Loops and grids

Surveys and questionnaires often contain individual questions and sets of questions that are asked more than once. For example, questionnaires often contain grid questions that ask respondents to choose a rating on a predefined scale for a number of products in a list, and sets of questions that respondents are asked to answer for each product in a list of products or for each person in a household.

Loops

The number of times the question or set of questions is to be asked can be controlled in three main ways:

• By the categories in a category list. For example, "For each brand in the following list, please answer the following..."

• By a numeric expression that has a known upper limit. For example, "For each of the first three journeys you described earlier, please answer the following..."

• By a numeric expression that has an unknown upper limit. For example, "For each drink you consumed last week, please answer the following..."

Each of these constructions is a loop that defines the question or set of questions and the number of times they are to be asked (or, in more technical terms, the number of times the loop is to be iterated). When you analyze the data in IBM® SPSS® Data Collection Survey Reporter, whether the questions in the loop were asked simultaneously as a grid or sequentially (one after the other) is not really relevant.

To understand how it works, let's consider the following loop, which is presented here in a grid-like format:

This loop contains two questions, Name and Gender, which are asked up to 6 times. This means that the loop has 6 iterations.

When the response data is presented in a non-hierarchical form, it is "flattened" and a separate variable stores the responses to each question in each possible iteration. In this example, there would be 12 variables (2 * 6). For example, if the loop is called MyLoop, the following variables would store the responses:

MyLoop[1].Name
MyLoop[2].Name
MyLoop[3].Name
MyLoop[4].Name
MyLoop[5].Name
MyLoop[6].Name
MyLoop[1].Gender
MyLoop[2].Gender
MyLoop[3].Gender
MyLoop[4].Gender
MyLoop[5].Gender
MyLoop[6].Gender

These are the full names of the variables and they are constructed from the names of the loop and the questions inside the loop. Brackets ([ ]) are used to indicate an iteration and a single period (.) to indicate a parent/child relationship.

This method of representing hierarchical data is simple and effective. However, it has some disadvantages, the most obvious one being that the number of variables is fixed. In our household example, this means that storage space is reserved for the responsestill not visiof six individuals in each household even though many households have fewer people. Conversely, responses cannot be stored for any additional people in large households. Another disadvantage is that performing summary calculations on the data can be difficult.

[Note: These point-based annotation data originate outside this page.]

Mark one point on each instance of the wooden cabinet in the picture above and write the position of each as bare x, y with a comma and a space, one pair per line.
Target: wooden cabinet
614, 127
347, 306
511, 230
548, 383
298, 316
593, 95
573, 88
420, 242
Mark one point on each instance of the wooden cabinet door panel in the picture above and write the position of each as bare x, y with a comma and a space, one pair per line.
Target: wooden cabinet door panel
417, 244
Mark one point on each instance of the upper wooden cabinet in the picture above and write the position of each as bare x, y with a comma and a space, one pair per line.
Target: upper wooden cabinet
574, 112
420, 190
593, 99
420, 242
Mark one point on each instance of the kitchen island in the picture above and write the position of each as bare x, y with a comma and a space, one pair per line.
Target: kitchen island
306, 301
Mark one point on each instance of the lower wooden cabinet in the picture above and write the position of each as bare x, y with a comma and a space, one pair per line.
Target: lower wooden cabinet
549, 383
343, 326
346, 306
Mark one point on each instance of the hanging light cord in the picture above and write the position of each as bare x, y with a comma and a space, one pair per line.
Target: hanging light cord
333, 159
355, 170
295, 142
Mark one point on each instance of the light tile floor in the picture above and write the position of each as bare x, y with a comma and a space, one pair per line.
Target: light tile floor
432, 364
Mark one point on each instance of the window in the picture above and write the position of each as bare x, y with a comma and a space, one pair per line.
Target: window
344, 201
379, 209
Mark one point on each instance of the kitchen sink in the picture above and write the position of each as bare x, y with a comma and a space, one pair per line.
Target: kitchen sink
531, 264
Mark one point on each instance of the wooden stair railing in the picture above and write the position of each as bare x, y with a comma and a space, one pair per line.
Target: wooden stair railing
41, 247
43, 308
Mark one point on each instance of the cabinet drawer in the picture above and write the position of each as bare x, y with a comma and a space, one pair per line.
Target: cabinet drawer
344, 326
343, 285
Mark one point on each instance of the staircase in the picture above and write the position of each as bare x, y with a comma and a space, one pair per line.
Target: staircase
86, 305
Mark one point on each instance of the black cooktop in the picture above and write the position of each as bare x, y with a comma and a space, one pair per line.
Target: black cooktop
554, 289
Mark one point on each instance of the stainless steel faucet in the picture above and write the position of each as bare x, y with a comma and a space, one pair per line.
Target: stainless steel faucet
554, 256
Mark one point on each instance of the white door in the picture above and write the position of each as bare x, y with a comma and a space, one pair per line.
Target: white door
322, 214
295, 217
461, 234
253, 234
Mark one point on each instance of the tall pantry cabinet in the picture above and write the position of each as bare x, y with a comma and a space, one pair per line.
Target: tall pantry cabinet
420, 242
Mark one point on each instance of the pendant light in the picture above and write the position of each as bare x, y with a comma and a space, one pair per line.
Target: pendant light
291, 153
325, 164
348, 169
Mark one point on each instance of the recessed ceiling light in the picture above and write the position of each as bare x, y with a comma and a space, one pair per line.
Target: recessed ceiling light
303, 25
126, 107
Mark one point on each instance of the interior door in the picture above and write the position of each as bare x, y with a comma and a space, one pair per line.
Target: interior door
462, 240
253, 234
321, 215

Representing the case data hierarchically can be more flexible and provides advantages during analysis. The loop is then considered a level and the responses to the questions in the loop are stored in a separate hierarchical table named after the loop. In this example, the hierarchical table would contain two variables, one for each of the questions in the loop, and would store the responses to each iteration in a separate row. The full names of these variables would be:

MyLevel[..].Name
MyLevel[..].Gender

Notice that two periods (..) are used in place of an iteration number, to indicate all iterations.

Expanded loops

In some data formats, some loops can be represented both hierarchically and flattened. These loops are known as expanded loops. However, this is not possible when the maximum number of iterations has not been defined (these loops are sometimes referred to as unbounded loops).

Grids

A grid is a special case of a loop, in which the iterations are controlled by a category list and when the grid question is asked, all of the iterations are presented simultaneously. In the Museum survey there is a grid question that asks respondents to rate the galleries in the museum:

In this grid, the list of galleries is the controlling category list, the grid itself is called rating and the categorical question inside the grid is called column. The full names of the individual variables that store the flattened responses to the grid are:

rating[{Dinosaurs}].Column
rating[{Conservation}].Column
rating[{Fish_and_reptiles}].Column
rating[{Fossils}].Column
rating[{Birds}].Column
rating[{Insects}].Column
rating[{Whales}].Column
rating[{Mammals}].Column
rating[{Minerals}].Column
rating[{Ecology}].Column
rating[{Botany}].Column
rating[{Origin_of_species}].Column
rating[{Human_biology}].Column
rating[{Evolution}].Column
rating[{Wildlife_in_danger}].Column
rating[{Other}].Column

These are sometimes referred to as grid slices.

When the question or questions inside the grid are numeric rather than categorical, the grid is sometimes referred to as a numeric grid question. For example, in the Short Drinks sample data, there is a numeric grid question that asks respondents to enter the number of drinks of various types they consumed each day of the previous week:

In this example, the drinks are the iterations and the days of the week are numeric questions inside the loop.